The PRIME Act
Let’s be taboo and talk a little politics, shall we? After all, no one impacts our food industry more than Uncle Sam. I’ll get a little more specific.
There is a piece of legislation making its way through congress called The PRIME Act (Processing Revival and Intrastate Meat Exemption). Alrighty, what the heck does all that mean? Let’s dig in.
Under current law, no matter the size of your farm, if you want to sell your meat to the general public, you have to abide by certain rules. The biggest of which is that you have to have your livestock processed in a USDA approved facility. Now, building a USDA facility isn’t the cheapest thing in the world to do, so there aren’t a whole heck of a lot of them to begin with. In turn, doing business with these facilities isn’t cheap either.
So, even if you’re a small farmer, you’ve got to go through the same route as some of your bigger competition. It is my opinion that this greatly affects the number of small farmers we have in this country (read: we need more of them). Given the land mass we have in this country, it is a colossal shame that most of our farmland has gone to the industrialists of the world. We’d be much better served having small farmers, growing a diversity of crops and livestock, from sea to shining sea, instead of the Big Agriculture monoculture we have in places like Iowa and Nebraska.
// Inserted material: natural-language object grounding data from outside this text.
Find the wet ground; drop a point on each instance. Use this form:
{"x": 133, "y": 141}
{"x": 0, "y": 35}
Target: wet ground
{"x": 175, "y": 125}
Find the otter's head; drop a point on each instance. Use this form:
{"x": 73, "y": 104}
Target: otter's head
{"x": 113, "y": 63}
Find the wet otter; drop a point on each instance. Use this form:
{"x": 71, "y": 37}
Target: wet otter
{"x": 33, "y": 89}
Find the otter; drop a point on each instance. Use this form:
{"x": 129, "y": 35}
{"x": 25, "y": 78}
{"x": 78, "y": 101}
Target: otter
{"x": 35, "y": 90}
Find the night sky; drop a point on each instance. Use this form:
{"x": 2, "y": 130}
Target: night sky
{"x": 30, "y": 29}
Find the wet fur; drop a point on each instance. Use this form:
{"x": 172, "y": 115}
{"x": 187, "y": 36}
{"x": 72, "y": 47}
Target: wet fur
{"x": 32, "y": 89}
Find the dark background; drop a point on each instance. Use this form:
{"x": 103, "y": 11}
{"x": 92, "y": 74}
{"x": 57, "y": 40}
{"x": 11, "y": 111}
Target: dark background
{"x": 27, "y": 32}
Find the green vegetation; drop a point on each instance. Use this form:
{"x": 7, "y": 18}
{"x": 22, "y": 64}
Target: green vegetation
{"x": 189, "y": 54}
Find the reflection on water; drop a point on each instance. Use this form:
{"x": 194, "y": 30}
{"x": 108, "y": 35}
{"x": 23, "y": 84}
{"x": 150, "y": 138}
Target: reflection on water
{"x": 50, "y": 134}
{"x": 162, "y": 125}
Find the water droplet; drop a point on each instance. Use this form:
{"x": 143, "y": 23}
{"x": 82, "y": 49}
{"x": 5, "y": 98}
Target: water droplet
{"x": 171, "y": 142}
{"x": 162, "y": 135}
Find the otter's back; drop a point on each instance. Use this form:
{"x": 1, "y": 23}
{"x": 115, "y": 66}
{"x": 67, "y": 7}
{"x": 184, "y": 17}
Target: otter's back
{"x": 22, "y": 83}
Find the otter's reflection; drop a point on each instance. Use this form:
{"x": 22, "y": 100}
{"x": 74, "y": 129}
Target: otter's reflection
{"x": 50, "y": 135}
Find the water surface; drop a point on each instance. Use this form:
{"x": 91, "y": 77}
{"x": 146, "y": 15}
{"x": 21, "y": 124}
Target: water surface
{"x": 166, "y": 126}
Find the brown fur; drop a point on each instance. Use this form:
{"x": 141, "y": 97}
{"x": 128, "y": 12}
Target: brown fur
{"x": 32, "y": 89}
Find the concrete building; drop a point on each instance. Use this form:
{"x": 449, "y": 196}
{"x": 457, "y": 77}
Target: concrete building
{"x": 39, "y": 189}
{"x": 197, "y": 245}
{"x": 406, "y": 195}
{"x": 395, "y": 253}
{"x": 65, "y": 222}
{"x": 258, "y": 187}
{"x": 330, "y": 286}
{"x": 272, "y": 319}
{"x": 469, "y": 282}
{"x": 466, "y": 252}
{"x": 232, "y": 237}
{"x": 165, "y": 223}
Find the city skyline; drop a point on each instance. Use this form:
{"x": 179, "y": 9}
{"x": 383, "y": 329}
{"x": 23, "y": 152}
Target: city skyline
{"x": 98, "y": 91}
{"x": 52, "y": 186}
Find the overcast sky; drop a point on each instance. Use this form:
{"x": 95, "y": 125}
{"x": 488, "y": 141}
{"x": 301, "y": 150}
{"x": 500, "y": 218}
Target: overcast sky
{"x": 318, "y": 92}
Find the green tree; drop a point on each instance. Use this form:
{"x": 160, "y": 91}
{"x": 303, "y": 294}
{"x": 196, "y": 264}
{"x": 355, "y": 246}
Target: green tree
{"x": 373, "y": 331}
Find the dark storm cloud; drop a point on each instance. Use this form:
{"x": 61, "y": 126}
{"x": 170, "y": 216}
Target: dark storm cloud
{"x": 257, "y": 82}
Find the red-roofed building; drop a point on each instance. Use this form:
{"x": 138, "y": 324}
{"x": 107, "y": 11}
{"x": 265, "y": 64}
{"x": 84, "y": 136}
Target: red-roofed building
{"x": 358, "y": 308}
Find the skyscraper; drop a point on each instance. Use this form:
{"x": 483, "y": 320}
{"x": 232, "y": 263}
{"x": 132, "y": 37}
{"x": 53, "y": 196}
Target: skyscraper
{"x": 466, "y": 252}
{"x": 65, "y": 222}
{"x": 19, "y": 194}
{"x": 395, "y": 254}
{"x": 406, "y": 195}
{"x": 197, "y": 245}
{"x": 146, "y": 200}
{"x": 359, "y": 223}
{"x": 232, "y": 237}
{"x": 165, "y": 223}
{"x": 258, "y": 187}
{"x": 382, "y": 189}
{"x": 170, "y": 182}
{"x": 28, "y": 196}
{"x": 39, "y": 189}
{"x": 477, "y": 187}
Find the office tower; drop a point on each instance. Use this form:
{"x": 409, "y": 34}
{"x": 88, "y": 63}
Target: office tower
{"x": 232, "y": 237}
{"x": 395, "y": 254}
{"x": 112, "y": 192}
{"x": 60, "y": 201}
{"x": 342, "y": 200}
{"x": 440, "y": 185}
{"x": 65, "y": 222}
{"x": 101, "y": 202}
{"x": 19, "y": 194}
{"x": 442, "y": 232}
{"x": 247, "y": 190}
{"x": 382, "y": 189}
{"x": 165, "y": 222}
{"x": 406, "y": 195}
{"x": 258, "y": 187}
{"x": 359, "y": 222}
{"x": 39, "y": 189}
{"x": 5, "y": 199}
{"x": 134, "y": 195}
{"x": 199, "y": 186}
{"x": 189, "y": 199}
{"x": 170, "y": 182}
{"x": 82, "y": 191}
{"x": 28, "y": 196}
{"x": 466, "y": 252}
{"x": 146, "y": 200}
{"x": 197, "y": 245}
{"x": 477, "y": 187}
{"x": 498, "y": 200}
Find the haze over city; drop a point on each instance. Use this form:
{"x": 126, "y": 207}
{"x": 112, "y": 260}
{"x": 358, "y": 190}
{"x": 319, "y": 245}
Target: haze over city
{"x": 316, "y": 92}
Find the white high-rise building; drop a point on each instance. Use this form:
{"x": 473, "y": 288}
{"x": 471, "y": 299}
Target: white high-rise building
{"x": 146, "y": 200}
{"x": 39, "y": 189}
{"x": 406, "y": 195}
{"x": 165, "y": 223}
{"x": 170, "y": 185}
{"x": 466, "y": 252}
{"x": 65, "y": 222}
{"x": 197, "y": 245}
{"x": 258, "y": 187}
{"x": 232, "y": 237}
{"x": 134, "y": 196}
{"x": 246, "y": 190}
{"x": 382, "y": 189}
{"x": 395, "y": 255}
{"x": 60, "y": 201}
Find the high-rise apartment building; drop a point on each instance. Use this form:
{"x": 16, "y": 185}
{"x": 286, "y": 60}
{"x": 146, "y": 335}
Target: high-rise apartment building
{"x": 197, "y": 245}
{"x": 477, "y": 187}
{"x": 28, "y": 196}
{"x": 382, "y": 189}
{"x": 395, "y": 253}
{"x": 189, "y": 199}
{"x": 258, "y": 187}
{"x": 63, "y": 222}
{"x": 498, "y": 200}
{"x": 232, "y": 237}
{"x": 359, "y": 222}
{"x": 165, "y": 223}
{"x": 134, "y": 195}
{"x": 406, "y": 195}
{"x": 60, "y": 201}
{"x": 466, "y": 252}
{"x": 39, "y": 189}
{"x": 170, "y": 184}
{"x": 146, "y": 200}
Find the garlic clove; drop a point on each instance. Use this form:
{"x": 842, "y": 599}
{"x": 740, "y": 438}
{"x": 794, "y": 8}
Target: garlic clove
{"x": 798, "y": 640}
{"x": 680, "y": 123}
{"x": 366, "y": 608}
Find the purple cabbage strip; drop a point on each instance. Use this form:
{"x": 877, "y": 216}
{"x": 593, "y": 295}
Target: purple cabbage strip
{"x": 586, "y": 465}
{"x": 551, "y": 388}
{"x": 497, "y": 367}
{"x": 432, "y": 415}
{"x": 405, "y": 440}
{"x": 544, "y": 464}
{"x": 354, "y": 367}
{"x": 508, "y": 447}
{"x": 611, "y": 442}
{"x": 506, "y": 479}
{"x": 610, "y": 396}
The PRIME Act, is designed to get the USDA out of the way, and allow small farmers to use custom processing shops to get their meat to market. This will cut cost for a few reasons. First off, the processing itself will be less expensive, because custom shops don’t have to jump through federal hoops to do business. Secondly, since there are so few USDA facilities, farmers sometimes have to drive several hundred miles just to get to one of these facilities. Being able to use small custom processing shops, will definitely lead to these farmers not having to drive those miles, which of course affects cost.
It’s worth noting that this only deregulates to the state level. That means we’re going to need Sacramento to understand that this is intended to encourage people to not only start small farms, but make the cost of getting their product to market less expensive. We certainly don’t want to trade in one Caesar for another.
So, if this stirs in you, I encourage you to call your congressman and tell them to get behind the PRIME Act. It is the belief of this butcher, that it will make the cost of running a small farm a little lower, and hopefully that will encourage more folks to get out there and start farming!